Most of what matters in our lives takes place in our absence.

Hell is other people’s fantasies: every saga requires at least one descent into Jahannum, and I followed Picture Singh into the inky negritude of the Club, holding an infant son in my arms.
L’enfer, c'est les autres

He was the child of a father who was not his father; but also the child of a time which damaged reality so badly that nobody ever managed to put it together again;

She had turned bright blue, Krishna-blue, blue as Jesus, the blue of Kashmiri sky, which sometimes leaks into eyes;

under the joint batterings of my uncle and aunt, my cousins had by now been beaten into so thorough a pulp that I am unable to recall their number, sexes, proportions or features; their personalities, of course, had long since ceased to exist.

‘Pol’gize,’ Resham said toothlessly and fled;

Who what am I? My answer: I am the sum total of everything that went before me, of all I have been seen done, of everything done-to-me. I am everyone everything whose being-in-the-world affected was affected by mine. I am anything that happens after I’ve gone which would not have happened if I had not come. Nor am I particulary exceptional in this matter; each ‘I’, every one of the now-six-hundred-million-plus of us, contains a similar multitude. I repeat for the last time: to understand me, you’ll have to swallow a world.

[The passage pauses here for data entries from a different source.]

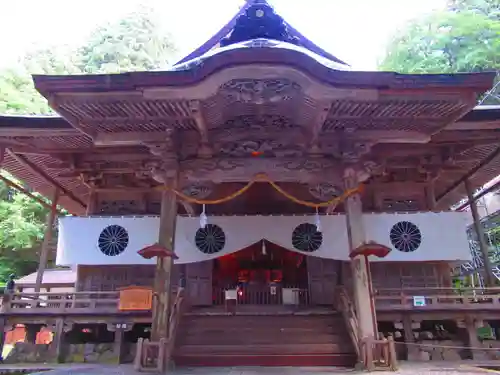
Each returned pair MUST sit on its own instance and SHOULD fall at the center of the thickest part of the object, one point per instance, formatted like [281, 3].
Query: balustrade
[264, 295]
[437, 299]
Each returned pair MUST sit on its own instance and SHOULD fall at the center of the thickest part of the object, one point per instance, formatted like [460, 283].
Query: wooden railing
[50, 302]
[437, 299]
[264, 295]
[154, 356]
[91, 302]
[345, 306]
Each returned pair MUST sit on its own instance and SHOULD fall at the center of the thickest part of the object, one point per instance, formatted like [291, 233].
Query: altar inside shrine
[261, 274]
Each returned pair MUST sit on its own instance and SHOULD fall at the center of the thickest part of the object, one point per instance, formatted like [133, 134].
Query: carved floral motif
[324, 191]
[243, 169]
[198, 190]
[267, 147]
[257, 91]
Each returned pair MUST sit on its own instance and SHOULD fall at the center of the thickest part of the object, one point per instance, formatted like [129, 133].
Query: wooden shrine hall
[259, 203]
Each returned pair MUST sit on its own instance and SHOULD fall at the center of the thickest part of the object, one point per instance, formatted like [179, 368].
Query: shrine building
[258, 203]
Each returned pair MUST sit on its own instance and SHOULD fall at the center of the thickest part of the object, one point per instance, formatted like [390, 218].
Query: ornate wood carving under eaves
[198, 190]
[243, 169]
[325, 191]
[260, 91]
[262, 147]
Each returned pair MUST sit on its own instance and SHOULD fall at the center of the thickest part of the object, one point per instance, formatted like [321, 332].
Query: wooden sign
[136, 298]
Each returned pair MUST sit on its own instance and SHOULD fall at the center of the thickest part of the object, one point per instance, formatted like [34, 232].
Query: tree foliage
[464, 38]
[134, 43]
[22, 225]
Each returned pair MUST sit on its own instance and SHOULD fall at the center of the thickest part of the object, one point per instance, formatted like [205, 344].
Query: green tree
[465, 38]
[446, 42]
[22, 226]
[137, 42]
[134, 43]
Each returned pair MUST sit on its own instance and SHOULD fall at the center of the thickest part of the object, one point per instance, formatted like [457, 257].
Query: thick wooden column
[44, 252]
[363, 296]
[489, 279]
[3, 325]
[91, 202]
[163, 274]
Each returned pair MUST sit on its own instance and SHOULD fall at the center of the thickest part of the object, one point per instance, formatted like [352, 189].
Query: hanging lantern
[203, 218]
[317, 221]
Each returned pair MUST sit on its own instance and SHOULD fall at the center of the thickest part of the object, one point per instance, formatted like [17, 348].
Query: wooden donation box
[136, 298]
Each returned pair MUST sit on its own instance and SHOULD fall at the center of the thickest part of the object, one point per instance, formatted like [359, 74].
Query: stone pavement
[417, 368]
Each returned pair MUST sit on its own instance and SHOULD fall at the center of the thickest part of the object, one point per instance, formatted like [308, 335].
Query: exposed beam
[128, 138]
[26, 192]
[44, 252]
[34, 169]
[316, 127]
[469, 174]
[73, 120]
[61, 152]
[204, 150]
[391, 136]
[479, 195]
[38, 132]
[474, 125]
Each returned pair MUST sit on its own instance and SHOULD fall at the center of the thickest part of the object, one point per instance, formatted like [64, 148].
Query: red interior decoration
[156, 250]
[371, 248]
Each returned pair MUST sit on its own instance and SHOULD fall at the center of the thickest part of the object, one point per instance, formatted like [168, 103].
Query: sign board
[419, 301]
[136, 298]
[486, 333]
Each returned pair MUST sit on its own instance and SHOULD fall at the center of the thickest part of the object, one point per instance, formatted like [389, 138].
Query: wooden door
[323, 278]
[199, 283]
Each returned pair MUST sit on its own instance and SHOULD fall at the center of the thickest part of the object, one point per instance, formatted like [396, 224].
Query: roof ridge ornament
[259, 21]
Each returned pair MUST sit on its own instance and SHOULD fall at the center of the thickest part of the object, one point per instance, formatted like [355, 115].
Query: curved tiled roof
[226, 30]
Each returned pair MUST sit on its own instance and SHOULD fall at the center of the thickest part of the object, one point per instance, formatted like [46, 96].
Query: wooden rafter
[19, 188]
[469, 174]
[36, 170]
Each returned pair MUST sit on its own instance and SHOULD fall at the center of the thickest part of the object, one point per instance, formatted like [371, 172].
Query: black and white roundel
[405, 236]
[306, 237]
[211, 239]
[113, 240]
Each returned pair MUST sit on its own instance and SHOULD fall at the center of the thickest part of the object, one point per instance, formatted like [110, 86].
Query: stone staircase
[263, 340]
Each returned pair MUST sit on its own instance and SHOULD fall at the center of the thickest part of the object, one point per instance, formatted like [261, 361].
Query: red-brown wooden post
[44, 253]
[162, 285]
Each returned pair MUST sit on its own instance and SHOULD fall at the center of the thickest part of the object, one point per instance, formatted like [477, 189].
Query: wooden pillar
[483, 246]
[363, 295]
[471, 326]
[57, 343]
[44, 253]
[430, 195]
[411, 350]
[163, 273]
[91, 202]
[3, 325]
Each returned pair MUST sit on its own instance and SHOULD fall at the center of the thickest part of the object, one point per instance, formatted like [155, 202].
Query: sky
[356, 31]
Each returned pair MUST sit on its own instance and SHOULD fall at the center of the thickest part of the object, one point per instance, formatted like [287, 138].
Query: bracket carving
[243, 169]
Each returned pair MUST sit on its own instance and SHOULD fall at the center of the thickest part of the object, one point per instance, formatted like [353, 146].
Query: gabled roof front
[257, 19]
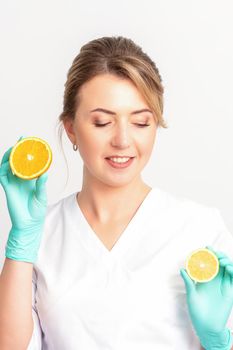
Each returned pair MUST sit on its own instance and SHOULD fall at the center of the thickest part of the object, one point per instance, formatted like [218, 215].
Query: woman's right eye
[99, 125]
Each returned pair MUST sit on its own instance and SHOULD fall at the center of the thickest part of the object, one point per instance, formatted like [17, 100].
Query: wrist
[23, 245]
[216, 340]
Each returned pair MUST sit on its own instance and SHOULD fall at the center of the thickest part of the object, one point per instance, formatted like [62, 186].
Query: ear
[69, 128]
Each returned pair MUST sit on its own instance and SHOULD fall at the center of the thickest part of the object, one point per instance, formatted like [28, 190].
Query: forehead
[107, 89]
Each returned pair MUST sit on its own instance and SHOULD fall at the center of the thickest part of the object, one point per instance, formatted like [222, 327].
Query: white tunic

I (or he) accepted the fate which was my repayment for love, and sat uncomplaining under a chinar tree; that, emptied of history, the buddha learned the arts of submission, and did only what was required of him. To sum up: I became a citizen of Pakistan.

in eight days, All-India Radio massacred the Pakistan Army down to, and considerably beyond, the last man.

she was looking forward to the empty oblivion of nostalgia and the English winter when the war came and settled all our problems.

in the breeze of that insane night he attempted to undo all the knots which not even Mary Pereira’s confession had succeeded in untying; but even as he spoke he could hear his words sounding hollow, and realized that although what he was saying was the literal truth, there were other truths which had become more important because they had been sanctified by time;
Factual vs. narrative truth

no city which locks women away is ever short of whores.

Long before the American commentator Herbert Feldman came to Karachi to deplore the existence of a dozen aerated waters in a city which had only three suppliers of bottled milk, I could sit blindfolded and tell Pakola from Hoffman’s Mission, Citra Cola from Fanta.